While there are lots of meetings that clearly benefit from downsizing, like brainstorming sessions and strategy meetings, there are others where scaling down might be counterproductive. Team updates and info-sharing sessions, where the communication mostly flows one way, aren’t the best candidates for a smaller guest list.
How to do it?
So, how small should a small meeting be? The magic number is seven attendees, give or take one or two. Any fewer than five and it might be hard to generate energy and enthusiasm in your discussions; any more than nine and its likely not everyone will have the chance to meaningfully contribute. Or, you could always remember Jeff Bezos’s ‘Two Pizza Rule’: the Amazon CEO is a famous proponent of small meetings, and reportedly believes that if it takes more than two pizzas to feed everyone at a meeting, then the meeting is too big. Of course, you don’t need to actually order two pizzas to enforce the rule…but it might not hurt!
Managing the shift
Even if the benefits of smaller meetings are clear, if you work in a company where larger meetings are the norm you might need to be delicate when it comes to downsizing. You’ll need to avoid bruised egos while also keeping communications flowing.

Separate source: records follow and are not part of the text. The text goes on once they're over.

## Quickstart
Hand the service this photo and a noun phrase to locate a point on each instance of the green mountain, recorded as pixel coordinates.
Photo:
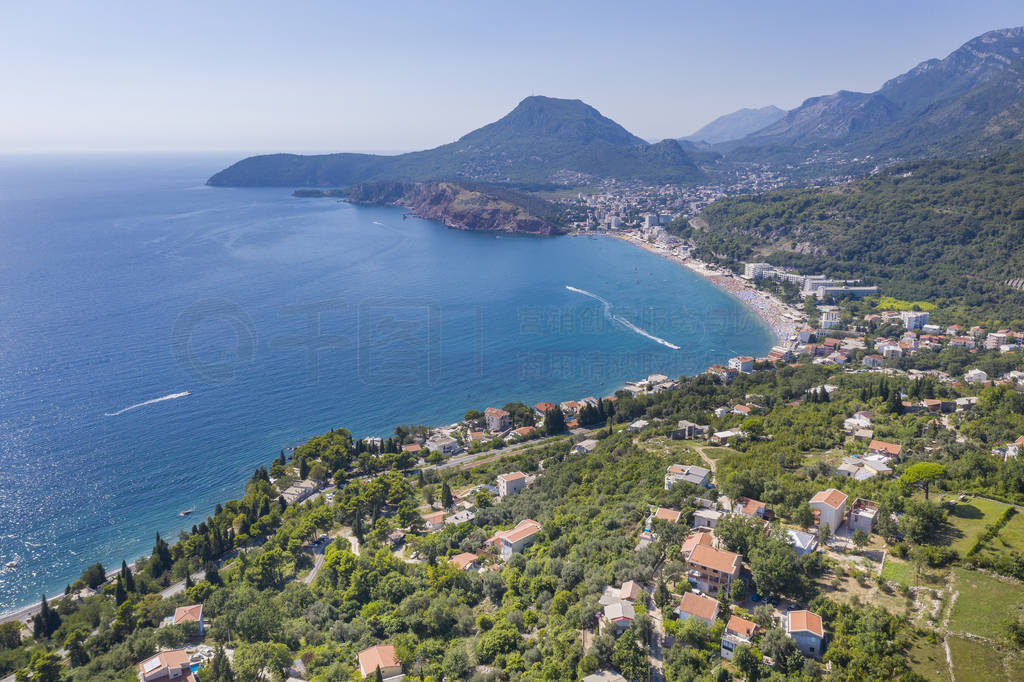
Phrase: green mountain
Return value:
(950, 231)
(968, 102)
(461, 205)
(736, 125)
(542, 141)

Tell your team that a shift in meeting culture is coming, and make the reasons for the shift clear. That way, when someone finds themselves ‘uninvited’ to a meeting they regularly attend, they won’t take it personally.
Be strategic with your invites list. Don’t automatically invite someone just because they hold a senior role. Aim for diverse perspectives, and avoid inviting attendees who will simply amplify existing opinions. And don’t invite the same small group to every meeting: shake things up!
Set a clear communications strategy in place. Circulate meeting minutes and outcomes promptly and ensure meeting attendees understand they are responsible for conveying the meeting’s content to others on the team.
One Small Step…
Consider making your next meeting a smaller one: odds are that it will be shorter, more productive, and more engaging. And if that doesn’t convince you, maybe this will: in a small meeting, there’s no fighting over that last slice of pizza!